Someday being old

No time for anything lately, it seems, not even writing here. To be very busy can be frustrating, tension-causing, but I always think: someday, as I get (hopefully) old, all of these activates and business will just fall away until I am left with little of nothing to do in my life…. The little things will take on so much more meaning…the weather…the coffee in the morning…visits from friends or relatives (if I have any) will mean the greatest excitement.

I used to see this in my grandmother, how, at the twilight of life, with no plans to make, no places to rush to, her world would be so simple, conversation would be the weather or relatives or people at church. Someday, I will be old too, and now when I still have the visa to be in life’s mainstream, when people still listen to me, care about my work and my ideas, when I can still make things happen, and work and get things done, I should enjoy and savor and revel in the intensity—and remember, for someday it will all be a memory, and tension will be the ticking of a pendulum.

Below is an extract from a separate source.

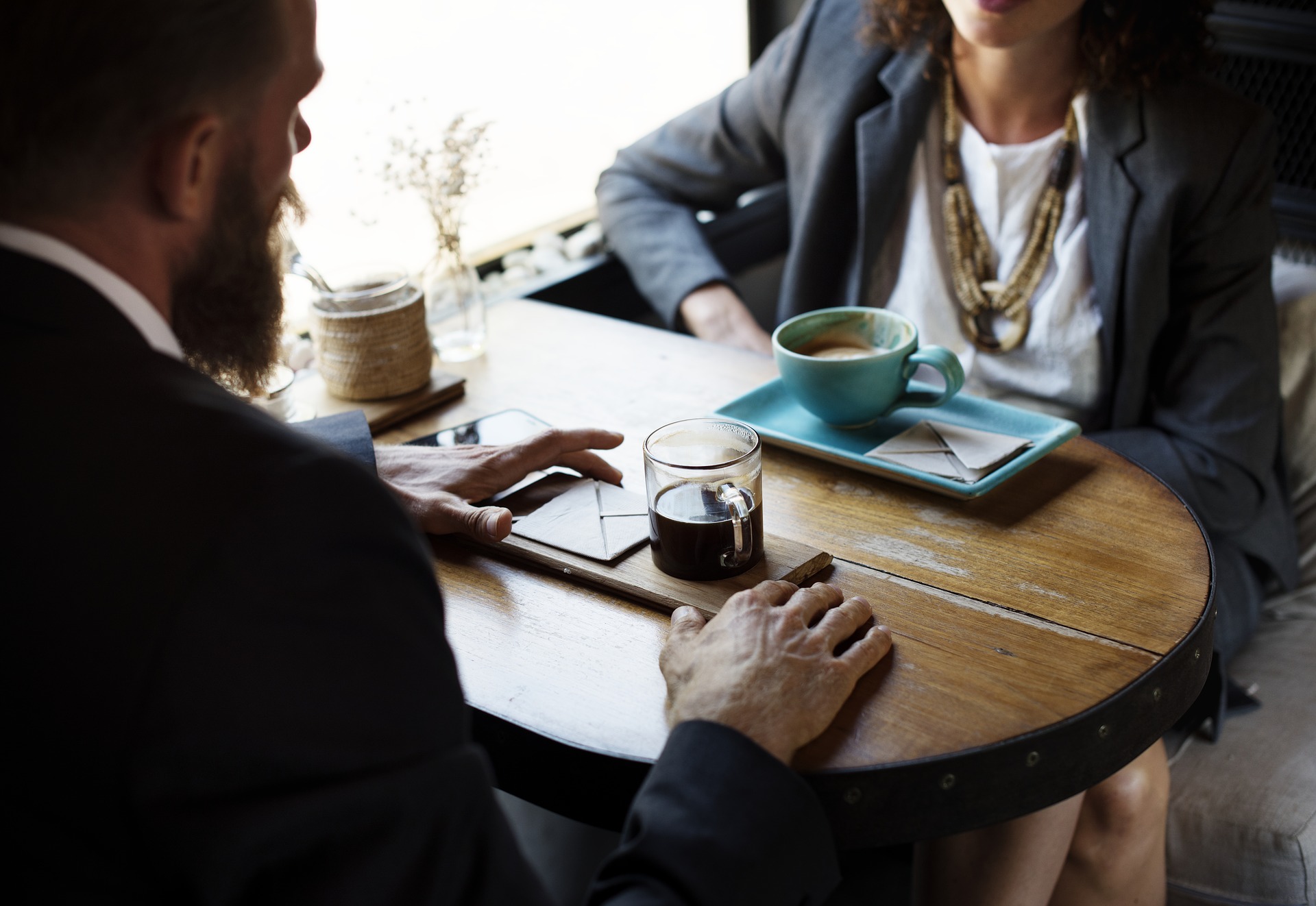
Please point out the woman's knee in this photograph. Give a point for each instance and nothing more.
(1131, 803)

To night I visited the opening of a photo show by Melva Moline, department chair. She seemed generally pleased to see me there. No one else from the department showed up. Hmm. The members of that department, frankly, are not delights to behold…. Melva had worked very hard on this show, as she worked very hard in everything she’s done these last 10 years. And I don’t think she has gotten the credit she deserves for it. The upstarts cast the brighter glow, though surely not the deeper one.